While allowing that he can only strongly suggest his proposal to the policy-makers, Thomas said his alternative would replace the bureaucratic nature of the proposed regulation with language that relies on context and accountability, corporate culture and reputation in a co-regulatory approach that marries the law with a company’s own vested interests.

The law he envisions, which would replace the widely criticized Chapter IV of the proposed regulation, “would put a mandatory basis on the trigger to do something, but it wouldn’t tell the company exactly how to do it,” he said. “The law focuses on the what, not the how.”

Thomas called Chapter IV’s mandate that organizations of 250 or more employees maintain a data protection officer “arbitrary” and too burdensome for small- and medium-sized businesses, effectively catching low-risk big organizations and missing high-risk small organizations. Additionally, the proposal is too burdensome for data protection authorities, not allowing them the flexibility to prioritize the willful over the cavalier, what Thomas calls being “selective in order to be effective.”

Finally, Thomas says the mandate that personal impact assessments (PIA) be routinely published in detail is the wrong idea.

“A good assessment is not necessarily something you share with the outside world, let alone rightly with the regulator,” he said, adding such a practice could see companies devising defensive approaches to impact assessments.

But there is a place for PIAs within comprehensive privacy programs, Thomas said, and accountability is a major aspect of what he proposes. Organizations taking the right measures through a comprehensive privacy program should demonstrate and verify that.

It’s essential to look at specific and actual risks and identify what kind of data could lead to harm if mishandled, he said. Risky categories of data processing might include automated profiling, data on sex health, racial or ethnic origin, public surveillance and large systems involving children or genetic data. For those kinds of risks, Thomas agrees with the proposed regulation that a PIA must be produced and, upon demand, shared with the data protection authority. But launching an elaborate notification process to the data subject, making the PIA public or gaining prior approval from the data protection authority are unnecessary steps.

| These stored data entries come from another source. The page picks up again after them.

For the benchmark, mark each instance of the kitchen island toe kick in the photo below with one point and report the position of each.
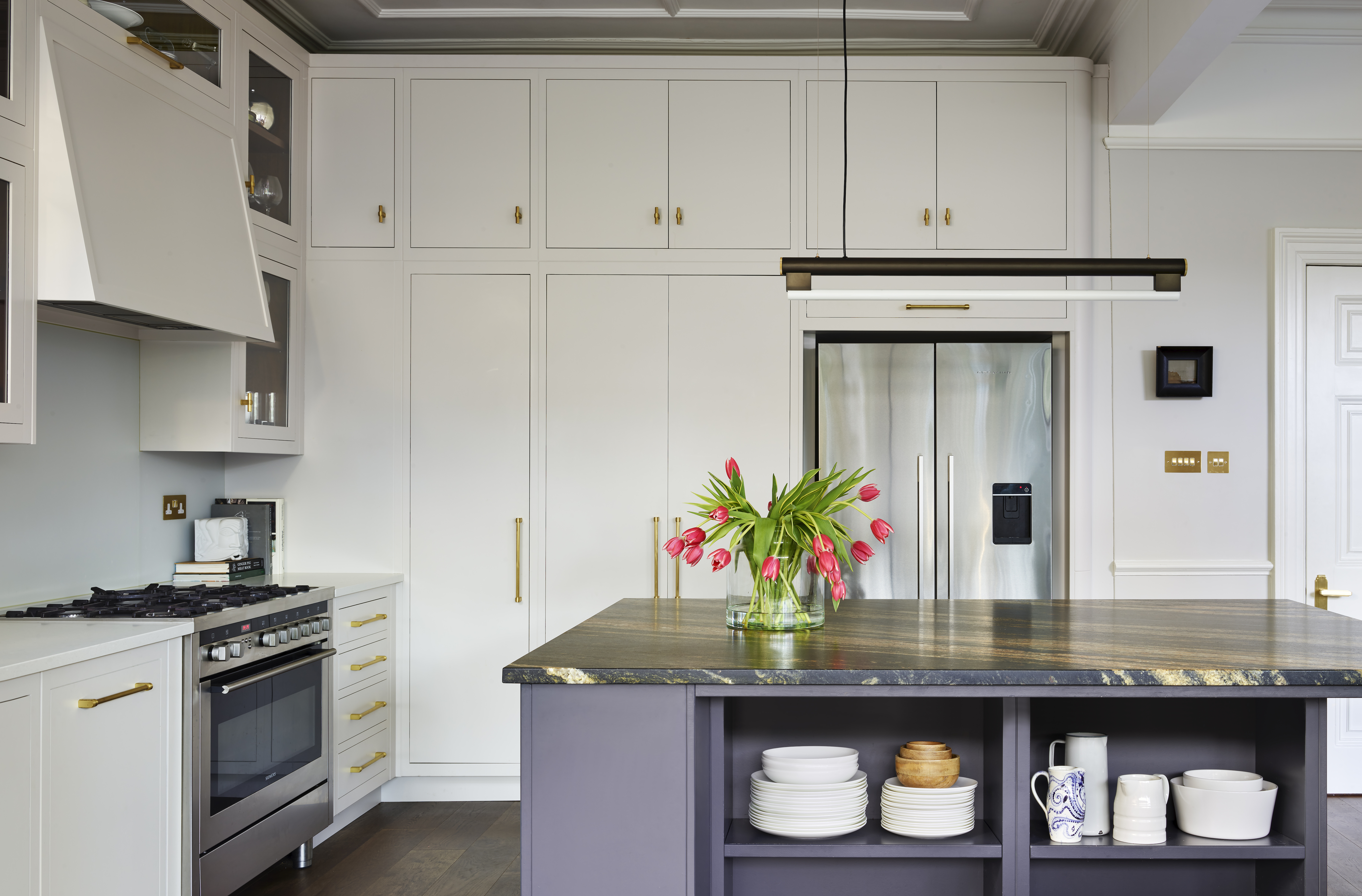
(642, 726)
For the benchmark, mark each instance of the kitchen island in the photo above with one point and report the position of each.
(639, 782)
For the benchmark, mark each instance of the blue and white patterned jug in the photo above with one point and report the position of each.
(1063, 807)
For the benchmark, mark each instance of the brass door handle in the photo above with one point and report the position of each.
(92, 705)
(171, 60)
(378, 705)
(360, 769)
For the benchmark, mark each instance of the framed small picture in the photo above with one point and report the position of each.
(1183, 372)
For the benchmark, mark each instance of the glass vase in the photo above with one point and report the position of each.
(792, 603)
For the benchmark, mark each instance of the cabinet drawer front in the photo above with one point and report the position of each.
(359, 621)
(364, 756)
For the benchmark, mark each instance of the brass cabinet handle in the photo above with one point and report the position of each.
(378, 705)
(360, 769)
(92, 705)
(171, 60)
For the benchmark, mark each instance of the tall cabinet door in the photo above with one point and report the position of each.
(728, 397)
(607, 443)
(470, 164)
(470, 480)
(1002, 149)
(607, 164)
(729, 164)
(891, 180)
(353, 174)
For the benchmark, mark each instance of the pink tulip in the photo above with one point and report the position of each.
(880, 530)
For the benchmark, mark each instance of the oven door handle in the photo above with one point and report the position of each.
(297, 664)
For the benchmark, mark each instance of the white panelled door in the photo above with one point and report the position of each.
(891, 180)
(470, 480)
(1334, 478)
(607, 442)
(729, 397)
(470, 164)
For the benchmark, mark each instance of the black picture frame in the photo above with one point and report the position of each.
(1199, 386)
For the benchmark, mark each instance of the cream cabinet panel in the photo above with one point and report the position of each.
(607, 164)
(607, 443)
(729, 164)
(1002, 169)
(470, 480)
(353, 167)
(470, 164)
(891, 182)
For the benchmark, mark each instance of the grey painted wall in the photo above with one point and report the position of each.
(84, 506)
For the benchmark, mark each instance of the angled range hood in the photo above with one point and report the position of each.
(142, 218)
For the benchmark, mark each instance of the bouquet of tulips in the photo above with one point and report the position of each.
(797, 522)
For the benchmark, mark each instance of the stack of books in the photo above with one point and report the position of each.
(218, 571)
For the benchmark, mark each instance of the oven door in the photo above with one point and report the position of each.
(261, 740)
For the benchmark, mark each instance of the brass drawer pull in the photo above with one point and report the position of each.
(360, 769)
(92, 705)
(378, 705)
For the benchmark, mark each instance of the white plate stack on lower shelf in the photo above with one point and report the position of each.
(808, 793)
(928, 812)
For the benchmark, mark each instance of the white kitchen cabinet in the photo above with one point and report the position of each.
(729, 164)
(607, 445)
(470, 164)
(607, 176)
(1003, 165)
(353, 161)
(470, 483)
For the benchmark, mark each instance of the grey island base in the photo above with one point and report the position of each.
(642, 726)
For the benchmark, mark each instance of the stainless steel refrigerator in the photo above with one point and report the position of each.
(959, 435)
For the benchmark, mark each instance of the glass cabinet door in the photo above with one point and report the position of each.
(269, 123)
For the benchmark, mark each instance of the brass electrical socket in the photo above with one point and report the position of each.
(172, 507)
(1183, 462)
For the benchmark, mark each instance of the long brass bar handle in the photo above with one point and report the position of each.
(378, 705)
(360, 769)
(171, 60)
(92, 705)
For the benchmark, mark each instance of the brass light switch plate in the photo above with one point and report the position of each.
(172, 507)
(1183, 462)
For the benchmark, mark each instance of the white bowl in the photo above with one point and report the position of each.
(1222, 779)
(1225, 815)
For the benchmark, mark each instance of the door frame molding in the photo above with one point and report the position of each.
(1294, 250)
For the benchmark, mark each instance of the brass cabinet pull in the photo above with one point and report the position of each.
(92, 705)
(171, 60)
(360, 769)
(378, 705)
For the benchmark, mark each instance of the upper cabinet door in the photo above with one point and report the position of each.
(470, 164)
(608, 164)
(353, 130)
(1002, 165)
(891, 180)
(729, 164)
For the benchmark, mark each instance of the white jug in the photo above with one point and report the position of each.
(1087, 751)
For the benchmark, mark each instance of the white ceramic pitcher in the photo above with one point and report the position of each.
(1087, 751)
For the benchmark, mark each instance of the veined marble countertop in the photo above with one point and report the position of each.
(961, 643)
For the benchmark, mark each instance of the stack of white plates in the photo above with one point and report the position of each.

“Responsibility ought to lie on the shoulders of the senior management of the organization in question,” he said.

In those situations where a PIA reveals that there could, without appropriate measures, be a significant risk of serious harm, Thomas suggests companies adopt a Binding Corporate Code. While such a title sounds like a close relative of Binding Corporate Rules, Thomas says there are distinct differences. Rather than uniform standards, such a program would be customized for each unique organization in contextualized and flexible ways.

“It is not a one-size-fits-all approach,” he said. “I’m not saying you can go away and write your own code with any framework at all. It does need to meet core, substantive and procedural requirements,” he said. Those would include sufficient documentation to demonstrate regulation-compliant data processing, measures adopted to address specific identified risks and any further safeguards and security measures required to meet the regulation’s requirements. The rules should be legally binding, certified at least every three years and published on the data controller’s website.

To get it right, a company must address its paperwork, technology and the people and culture inside the organization, Thomas said, noting, “I continue to believe that fundamentally, all three of those elements must be identified and drawn together.”

Thomas believes that self-certification can work, but there must be heavy sanctions to ensure compliance, and responsibility should be “where it belongs, on the shoulders of the regulators.” He’s skeptical of using trusted third parties, though, citing their relative ineffectiveness in the APEC region.

Thomas plans to put his proposal forward to the powers that be in the near future and, in the end, hopes to see a law that is “more outcome-focused, simpler in practice and promoting effectiveness,” he said, adding it would be “less burdensome in the long run both for controllers and data protection authorities.”